Dr Thompson said his theory of air travel spreading the ability to fight an infection does not mean one won’t eventually break out and put lives in danger.

But it may mean fewer people become infected when that does happen, and that those who do catch it are less likely to die.

The theory means it is less likely that a virus or bacteria will have enough time isolated away from people to become completely unbeatable.

However, it’s still possible that a disease currently only affecting animals will one day make the jump to humans – the same way HIV did from monkeys in the 1900s.

Dr Thompson and his colleagues’ theory was published on the website BioRxiv.

Experts say the world is overdue a deadly disease outbreak, and one warned in July a fatal, untreatable outbreak could kill 900million people, if it started tomorrow.

Leaders from the G20 countries all met in Argentina last month to test their abilities to stop an outbreak of a ‘superbug’ which is resistant to antibiotics. 

Dr Eric Toner, from Johns Hopkins University in Baltimore, held a similar exercise in May. He said: ‘It [a pandemic] will happen, but I don’t know when.’

WHAT WAS SPANISH FLU?

The 1918 flu pandemic was unusually deadly and the first of two involving the H1N1 influenza virus.

It infected 500 million people globally, more than one-third of the world’s population, including people on remote Pacific islands and in the Arctic.

It resulted in the deaths of an estimated three to five per cent of the world’s population, making it one of the deadliest natural disasters in human history.

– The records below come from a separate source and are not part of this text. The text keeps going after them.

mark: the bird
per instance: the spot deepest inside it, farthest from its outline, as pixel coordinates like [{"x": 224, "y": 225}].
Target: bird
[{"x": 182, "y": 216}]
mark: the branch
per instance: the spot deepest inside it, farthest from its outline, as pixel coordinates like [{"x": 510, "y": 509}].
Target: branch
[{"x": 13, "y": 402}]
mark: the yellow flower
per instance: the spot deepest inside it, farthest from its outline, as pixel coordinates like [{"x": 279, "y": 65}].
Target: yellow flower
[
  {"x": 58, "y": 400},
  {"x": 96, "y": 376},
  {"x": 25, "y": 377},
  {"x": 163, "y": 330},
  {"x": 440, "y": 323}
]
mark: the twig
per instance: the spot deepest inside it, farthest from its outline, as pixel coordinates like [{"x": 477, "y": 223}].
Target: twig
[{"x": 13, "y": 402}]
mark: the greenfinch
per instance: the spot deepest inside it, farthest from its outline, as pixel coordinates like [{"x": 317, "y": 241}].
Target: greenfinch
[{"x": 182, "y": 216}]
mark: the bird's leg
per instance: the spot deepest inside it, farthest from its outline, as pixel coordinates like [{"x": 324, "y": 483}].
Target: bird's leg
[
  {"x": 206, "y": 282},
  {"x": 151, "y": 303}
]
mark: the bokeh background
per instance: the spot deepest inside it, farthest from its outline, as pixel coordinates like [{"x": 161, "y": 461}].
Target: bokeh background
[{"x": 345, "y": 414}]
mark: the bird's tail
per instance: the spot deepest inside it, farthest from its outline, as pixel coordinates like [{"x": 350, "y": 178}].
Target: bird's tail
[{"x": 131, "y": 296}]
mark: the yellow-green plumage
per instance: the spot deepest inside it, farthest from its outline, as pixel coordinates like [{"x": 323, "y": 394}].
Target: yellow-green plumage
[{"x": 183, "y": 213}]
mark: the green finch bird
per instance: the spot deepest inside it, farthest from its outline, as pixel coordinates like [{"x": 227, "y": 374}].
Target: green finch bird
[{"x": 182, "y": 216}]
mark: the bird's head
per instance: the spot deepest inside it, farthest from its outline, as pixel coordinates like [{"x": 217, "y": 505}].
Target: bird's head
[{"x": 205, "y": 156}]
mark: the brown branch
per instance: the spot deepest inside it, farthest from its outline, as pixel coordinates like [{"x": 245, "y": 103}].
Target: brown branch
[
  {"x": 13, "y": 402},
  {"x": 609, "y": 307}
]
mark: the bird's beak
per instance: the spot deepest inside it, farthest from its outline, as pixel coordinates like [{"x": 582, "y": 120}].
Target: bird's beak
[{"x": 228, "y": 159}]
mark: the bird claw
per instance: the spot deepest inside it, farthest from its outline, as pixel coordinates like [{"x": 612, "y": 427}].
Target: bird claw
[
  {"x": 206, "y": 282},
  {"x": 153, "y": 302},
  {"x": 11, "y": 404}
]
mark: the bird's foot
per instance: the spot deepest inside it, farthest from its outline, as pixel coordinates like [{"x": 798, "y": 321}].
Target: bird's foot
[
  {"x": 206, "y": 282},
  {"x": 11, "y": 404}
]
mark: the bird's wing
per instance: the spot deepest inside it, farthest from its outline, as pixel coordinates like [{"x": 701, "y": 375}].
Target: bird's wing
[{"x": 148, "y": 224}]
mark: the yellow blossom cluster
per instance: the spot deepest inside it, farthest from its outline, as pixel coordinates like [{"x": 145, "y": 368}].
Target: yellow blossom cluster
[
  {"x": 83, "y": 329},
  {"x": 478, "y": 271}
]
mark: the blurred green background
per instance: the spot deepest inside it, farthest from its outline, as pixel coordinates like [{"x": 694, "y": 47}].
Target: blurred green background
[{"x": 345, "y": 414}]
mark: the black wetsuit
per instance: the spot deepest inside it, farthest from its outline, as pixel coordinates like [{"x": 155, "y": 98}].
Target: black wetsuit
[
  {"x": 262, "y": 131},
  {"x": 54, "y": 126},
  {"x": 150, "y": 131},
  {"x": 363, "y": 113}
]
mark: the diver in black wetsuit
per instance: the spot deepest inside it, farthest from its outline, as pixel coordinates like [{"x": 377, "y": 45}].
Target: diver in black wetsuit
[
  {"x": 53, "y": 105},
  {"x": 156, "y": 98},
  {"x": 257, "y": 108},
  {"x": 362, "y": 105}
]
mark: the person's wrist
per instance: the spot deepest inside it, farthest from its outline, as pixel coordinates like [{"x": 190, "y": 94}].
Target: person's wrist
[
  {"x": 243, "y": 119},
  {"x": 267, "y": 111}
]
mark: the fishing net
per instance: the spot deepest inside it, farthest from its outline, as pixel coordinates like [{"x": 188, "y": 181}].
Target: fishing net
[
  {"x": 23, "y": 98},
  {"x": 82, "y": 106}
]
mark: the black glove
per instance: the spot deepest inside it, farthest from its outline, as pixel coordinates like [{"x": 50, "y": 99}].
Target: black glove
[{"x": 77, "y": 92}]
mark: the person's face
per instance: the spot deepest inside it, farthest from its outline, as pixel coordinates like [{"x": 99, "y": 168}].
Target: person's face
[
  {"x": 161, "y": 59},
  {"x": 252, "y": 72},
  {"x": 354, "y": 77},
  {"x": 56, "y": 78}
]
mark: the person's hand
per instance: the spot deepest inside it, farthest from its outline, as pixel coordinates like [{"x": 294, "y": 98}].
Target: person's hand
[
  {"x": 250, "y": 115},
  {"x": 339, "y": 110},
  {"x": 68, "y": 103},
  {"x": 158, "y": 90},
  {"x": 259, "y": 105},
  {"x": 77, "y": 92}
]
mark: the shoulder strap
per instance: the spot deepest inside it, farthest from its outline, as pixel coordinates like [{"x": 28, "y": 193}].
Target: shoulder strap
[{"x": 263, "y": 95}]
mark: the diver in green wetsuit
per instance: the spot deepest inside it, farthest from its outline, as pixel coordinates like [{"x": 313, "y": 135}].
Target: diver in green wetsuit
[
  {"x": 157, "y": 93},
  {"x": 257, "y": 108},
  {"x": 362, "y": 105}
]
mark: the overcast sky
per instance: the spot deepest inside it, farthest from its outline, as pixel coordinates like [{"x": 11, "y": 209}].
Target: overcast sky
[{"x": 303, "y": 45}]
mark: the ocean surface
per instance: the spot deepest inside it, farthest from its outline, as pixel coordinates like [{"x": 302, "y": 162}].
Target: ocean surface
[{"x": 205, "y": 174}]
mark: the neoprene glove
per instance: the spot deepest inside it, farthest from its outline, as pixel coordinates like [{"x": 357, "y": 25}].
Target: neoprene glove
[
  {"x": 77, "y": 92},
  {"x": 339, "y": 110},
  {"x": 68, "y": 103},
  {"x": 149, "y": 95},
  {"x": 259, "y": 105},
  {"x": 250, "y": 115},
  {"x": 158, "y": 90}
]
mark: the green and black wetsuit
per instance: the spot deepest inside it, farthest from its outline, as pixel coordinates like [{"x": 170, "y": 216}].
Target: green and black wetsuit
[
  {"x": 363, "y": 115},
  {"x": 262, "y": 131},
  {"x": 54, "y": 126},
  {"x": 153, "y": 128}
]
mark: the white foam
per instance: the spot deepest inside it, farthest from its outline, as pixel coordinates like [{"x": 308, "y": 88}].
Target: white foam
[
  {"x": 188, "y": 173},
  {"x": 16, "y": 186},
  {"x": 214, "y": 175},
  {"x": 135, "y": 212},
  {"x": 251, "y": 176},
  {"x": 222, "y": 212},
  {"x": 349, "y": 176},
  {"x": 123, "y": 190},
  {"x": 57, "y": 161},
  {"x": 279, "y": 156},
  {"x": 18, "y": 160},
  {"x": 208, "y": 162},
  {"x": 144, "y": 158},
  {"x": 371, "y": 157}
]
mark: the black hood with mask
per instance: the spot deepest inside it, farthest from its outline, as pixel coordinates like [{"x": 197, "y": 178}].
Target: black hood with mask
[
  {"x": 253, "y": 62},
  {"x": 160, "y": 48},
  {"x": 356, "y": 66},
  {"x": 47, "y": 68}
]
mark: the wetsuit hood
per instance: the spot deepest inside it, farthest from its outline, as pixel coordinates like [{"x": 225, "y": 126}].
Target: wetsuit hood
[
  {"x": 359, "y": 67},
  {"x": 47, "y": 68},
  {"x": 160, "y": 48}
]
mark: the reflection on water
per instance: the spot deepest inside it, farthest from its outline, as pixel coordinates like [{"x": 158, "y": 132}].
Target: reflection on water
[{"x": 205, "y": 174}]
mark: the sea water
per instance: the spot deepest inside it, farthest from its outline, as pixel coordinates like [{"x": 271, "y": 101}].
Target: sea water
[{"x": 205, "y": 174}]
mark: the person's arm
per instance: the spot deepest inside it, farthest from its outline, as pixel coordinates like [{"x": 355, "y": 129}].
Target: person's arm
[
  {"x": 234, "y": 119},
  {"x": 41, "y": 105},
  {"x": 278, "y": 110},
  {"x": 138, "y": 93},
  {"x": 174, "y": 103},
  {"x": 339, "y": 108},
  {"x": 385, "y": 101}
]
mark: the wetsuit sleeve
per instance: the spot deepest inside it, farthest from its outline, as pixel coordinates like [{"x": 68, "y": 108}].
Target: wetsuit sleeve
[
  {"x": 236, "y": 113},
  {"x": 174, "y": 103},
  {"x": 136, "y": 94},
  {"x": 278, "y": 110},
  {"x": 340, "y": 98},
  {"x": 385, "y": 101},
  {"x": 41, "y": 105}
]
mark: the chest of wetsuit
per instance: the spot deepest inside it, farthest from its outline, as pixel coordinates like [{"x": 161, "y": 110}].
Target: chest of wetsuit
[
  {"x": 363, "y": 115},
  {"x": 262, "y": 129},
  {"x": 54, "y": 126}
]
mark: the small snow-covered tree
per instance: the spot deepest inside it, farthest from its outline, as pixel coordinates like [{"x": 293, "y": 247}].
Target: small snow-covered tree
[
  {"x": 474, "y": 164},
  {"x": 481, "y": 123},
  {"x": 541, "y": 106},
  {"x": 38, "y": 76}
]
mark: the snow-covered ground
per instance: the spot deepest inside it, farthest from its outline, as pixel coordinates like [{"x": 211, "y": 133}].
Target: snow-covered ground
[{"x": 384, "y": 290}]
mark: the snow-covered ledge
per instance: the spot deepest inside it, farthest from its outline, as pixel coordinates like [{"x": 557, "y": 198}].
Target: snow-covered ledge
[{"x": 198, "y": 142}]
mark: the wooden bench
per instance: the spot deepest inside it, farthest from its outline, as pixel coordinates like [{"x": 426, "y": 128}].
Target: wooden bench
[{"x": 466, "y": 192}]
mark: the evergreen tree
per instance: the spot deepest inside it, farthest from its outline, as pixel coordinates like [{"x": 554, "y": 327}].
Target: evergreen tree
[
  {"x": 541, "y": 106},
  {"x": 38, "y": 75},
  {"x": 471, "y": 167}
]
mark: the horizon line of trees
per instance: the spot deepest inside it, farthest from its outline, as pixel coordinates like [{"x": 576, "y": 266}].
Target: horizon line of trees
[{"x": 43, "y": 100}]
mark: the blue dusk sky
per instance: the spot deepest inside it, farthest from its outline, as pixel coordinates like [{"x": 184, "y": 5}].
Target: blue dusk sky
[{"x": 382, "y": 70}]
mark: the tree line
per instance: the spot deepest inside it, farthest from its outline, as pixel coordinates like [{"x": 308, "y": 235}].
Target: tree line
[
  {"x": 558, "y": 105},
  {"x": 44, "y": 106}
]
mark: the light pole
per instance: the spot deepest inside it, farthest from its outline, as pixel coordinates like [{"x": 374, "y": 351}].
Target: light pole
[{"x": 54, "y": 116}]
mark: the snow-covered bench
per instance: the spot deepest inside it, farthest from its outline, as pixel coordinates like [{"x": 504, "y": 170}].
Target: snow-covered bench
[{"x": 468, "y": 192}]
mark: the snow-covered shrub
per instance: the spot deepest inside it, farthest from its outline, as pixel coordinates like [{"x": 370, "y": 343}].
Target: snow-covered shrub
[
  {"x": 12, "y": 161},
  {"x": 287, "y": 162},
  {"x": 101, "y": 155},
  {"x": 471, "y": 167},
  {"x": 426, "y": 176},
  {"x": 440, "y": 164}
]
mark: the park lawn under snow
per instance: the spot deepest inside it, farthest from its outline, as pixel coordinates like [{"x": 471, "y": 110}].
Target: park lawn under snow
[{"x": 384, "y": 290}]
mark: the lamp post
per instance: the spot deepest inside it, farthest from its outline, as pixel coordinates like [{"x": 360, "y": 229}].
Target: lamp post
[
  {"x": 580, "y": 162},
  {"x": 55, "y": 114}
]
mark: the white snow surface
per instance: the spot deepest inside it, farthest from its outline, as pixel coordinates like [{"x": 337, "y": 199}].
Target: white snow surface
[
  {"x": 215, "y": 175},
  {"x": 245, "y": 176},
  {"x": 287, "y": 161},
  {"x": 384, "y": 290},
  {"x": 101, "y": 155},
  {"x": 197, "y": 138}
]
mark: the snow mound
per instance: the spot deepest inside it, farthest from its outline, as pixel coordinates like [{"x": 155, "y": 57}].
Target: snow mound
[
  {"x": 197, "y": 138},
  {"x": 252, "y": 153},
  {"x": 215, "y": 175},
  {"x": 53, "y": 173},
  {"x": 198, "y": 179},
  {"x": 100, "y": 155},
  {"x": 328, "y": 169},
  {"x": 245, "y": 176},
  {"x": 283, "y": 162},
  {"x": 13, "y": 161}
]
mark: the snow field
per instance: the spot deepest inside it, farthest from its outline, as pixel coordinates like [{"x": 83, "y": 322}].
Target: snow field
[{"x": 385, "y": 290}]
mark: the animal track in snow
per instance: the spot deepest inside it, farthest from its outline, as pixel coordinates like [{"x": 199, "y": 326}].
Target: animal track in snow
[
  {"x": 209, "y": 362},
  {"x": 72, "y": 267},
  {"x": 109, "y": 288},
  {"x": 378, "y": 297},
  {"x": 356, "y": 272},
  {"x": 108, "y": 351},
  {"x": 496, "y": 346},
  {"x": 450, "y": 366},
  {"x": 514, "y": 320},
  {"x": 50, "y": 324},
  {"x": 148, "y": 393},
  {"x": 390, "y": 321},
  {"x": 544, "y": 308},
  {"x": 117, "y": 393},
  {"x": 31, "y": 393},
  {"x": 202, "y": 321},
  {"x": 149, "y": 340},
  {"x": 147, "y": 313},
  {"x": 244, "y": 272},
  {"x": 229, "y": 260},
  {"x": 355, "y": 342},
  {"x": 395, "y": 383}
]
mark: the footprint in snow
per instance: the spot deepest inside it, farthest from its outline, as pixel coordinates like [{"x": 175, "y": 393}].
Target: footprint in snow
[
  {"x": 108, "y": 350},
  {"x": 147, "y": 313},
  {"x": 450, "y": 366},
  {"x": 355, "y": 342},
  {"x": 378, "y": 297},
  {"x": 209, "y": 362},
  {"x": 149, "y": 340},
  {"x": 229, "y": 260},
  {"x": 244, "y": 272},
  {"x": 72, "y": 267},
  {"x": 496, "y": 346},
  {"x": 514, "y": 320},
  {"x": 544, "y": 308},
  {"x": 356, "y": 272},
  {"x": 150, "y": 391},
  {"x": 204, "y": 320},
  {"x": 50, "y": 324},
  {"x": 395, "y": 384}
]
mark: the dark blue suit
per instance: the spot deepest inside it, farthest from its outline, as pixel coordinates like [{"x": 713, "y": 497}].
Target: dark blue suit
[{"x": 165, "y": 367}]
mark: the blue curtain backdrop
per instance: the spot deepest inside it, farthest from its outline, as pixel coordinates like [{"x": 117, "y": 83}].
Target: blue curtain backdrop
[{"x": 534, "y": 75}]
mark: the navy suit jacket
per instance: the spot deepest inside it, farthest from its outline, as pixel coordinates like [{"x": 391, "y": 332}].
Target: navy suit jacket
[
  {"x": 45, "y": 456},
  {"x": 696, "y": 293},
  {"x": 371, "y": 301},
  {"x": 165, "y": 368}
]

Spanish Flu resulted in the deaths of an estimated three to five per cent of the world’s population, making it one of the deadliest natural disasters in human history. This image shows soldiers from Fort Riley, Kansas, ill with the virus

Within months it had killed three times as many as World War I and did it more quickly than any other illness in recorded history.

Most influenza outbreaks disproportionately kill juvenile, elderly, or already weakened patients.

By contrast, the 1918 pandemic predominantly killed previously healthy young adults.

To maintain morale, wartime censors minimised early reports of illness and mortality in Germany, Britain, France, and the United States.

However, newspapers were free to report the epidemic’s effects in Spain.

This created a false impression of Spain as being especially hard hit, leading to the pandemic’s nickname Spanish flu.

The close quarters and massive troop movements of World War I hastened the pandemic and probably both increased transmission and augmented mutation, researchers believe.

The true global mortality rate from the pandemic is not known, but an estimated 10 per cent to 20 per cent of those who were infected died.

This would lead to a death toll of between 50 to 100 million people.